All of the castellated nuts are only good once for a snug fit. If loosened and retightened to cotter pin fit they don't have the same torque the second time around (more movement).
On my own rigs I replace them with Nylock nuts so they can be tightened securely without the need to line up holes.
Lonnie
Hack'n - 3/16/2010 9:33 PM
On my own rigs I replace them with Nylock nuts so they can be tightened securely without the need to line up holes.
Lonnie
Nylock nuts work great but keep in mind they are meant to be one time use only and then be replaced when they are removed as the nylon insert that does the locking is damaged in use. Saying that, many people use them over and over again and I have not seen an problem with it, so far. Myself, I use them a couple of times max before I replace them.
Larry

I am looking for a work horse now for 3 years, but the needed contence of the wallet did not appear yet.
I allways thought about reusing the sidecar for the new bike. After playing with the idea of a KLR650 I get slowly to the conviction, that the velorex 560 is way too small and light for such a combination. Even with the Jawa and ballast it tried to flip at the entrance of the service station a few moments ago. Imagine a tall KLR.
Useing the grey material in the hay chamber there must come some better idea. A design of my own taste?...
Best regards
Sven
They use them on KLR's here with the later Tour models. Ballast still helps.
I've even seen a couple of 565 Tours on Beemer 1200 GS Adventures.
Lonnie
Peter Pan - 3/17/2010 7:46 AM
I am looking for a work horse now for 3 years, but the needed contence of the wallet did not appear yet.

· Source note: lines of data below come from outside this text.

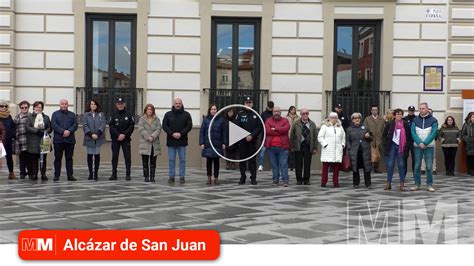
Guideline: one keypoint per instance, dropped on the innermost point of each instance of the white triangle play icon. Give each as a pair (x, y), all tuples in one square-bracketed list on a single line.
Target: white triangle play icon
[(236, 133)]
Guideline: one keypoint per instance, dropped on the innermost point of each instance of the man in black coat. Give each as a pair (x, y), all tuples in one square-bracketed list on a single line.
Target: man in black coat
[(177, 123), (64, 124), (249, 121), (411, 151), (342, 116), (121, 126)]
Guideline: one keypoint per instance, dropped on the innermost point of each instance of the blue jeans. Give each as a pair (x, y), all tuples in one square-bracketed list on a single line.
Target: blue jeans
[(181, 151), (261, 156), (279, 161), (390, 159), (427, 153)]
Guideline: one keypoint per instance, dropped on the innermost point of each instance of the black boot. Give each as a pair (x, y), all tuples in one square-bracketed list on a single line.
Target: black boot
[(152, 173), (367, 180), (356, 179), (114, 175), (146, 170), (96, 166), (152, 168), (89, 165)]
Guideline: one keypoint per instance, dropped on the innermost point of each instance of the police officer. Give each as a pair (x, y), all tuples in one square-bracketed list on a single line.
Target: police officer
[(121, 128), (342, 116), (249, 121)]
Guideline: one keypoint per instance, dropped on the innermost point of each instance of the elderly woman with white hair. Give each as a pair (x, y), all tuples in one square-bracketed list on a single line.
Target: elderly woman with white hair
[(333, 140), (358, 140)]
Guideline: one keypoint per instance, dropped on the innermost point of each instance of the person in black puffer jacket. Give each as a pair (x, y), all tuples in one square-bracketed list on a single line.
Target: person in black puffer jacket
[(218, 137), (177, 124), (450, 137)]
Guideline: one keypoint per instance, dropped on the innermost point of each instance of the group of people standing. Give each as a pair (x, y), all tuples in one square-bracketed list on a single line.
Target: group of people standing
[(290, 142)]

I allways thought about reusing the sidecar for the new bike. After playing with the idea of a KLR650 I get slowly to the conviction, that the velorex 560 is way too small and light for such a combination. Even with the Jawa and ballast it tried to flip at the entrance of the service station a few moments ago. Imagine a tall KLR.Useing the grey material in the hay chamber there must come some better idea. A design of my own taste?...
Best regards
Sven
I don't get it. KLRs need a light car. A Velorex isn't much lighter than my Sputnik and it's a great match for the KLR.

Hello Vernon,
I like your videos and the mountain area where you live. (Here we have it even steeper, weter and way warmer in winter.)
The sputnik is way higher, minimum 10cm wider and at least 25kg heavier.
That does make a difference.
Specially when you love strawling through the high mountain range. Then the small 2 stroker is at its end, clutch and brakes often too.
Best regards
Sven
Peter Pan - 3/18/2010 6:45 AM
Hello Vernon,
I like your videos and the mountain area where you live. (Here we have it even steeper, weter and way warmer in winter.)
The sputnik is way higher, minimum 10cm wider and at least 25kg heavier.
That does make a difference.
Specially when you love strawling through the high mountain range. Then the small 2 stroker is at its end, clutch and brakes often too.
Best regards
Sven
I guess I still don't follow. The Sputnik being higher would make it less stable and 10cm is what? about 4"?
You could set up the Velorex on the KLR at a width that would help make it more stable. Throw a bag of tools in the trunk or weld a plate to the chassis and you could make up the 60lb.s or so difference.
You do need to shift your weight into the turn when you corner, but you should be able to make a safe, fun rig out of that combination.
I do recall riding a MZ Silver Star rig a few years ago and being startled at how unstable it was. I think it must have been just too narrow for it's weight. The sidecar looked like a Velorex and must have weighed about the same, yet it seemed to come up if you clenched your ass. It shouldn't be expensive or difficult to improve it, so long as you don't expect it to handle like a heavy GoldWing type outfit.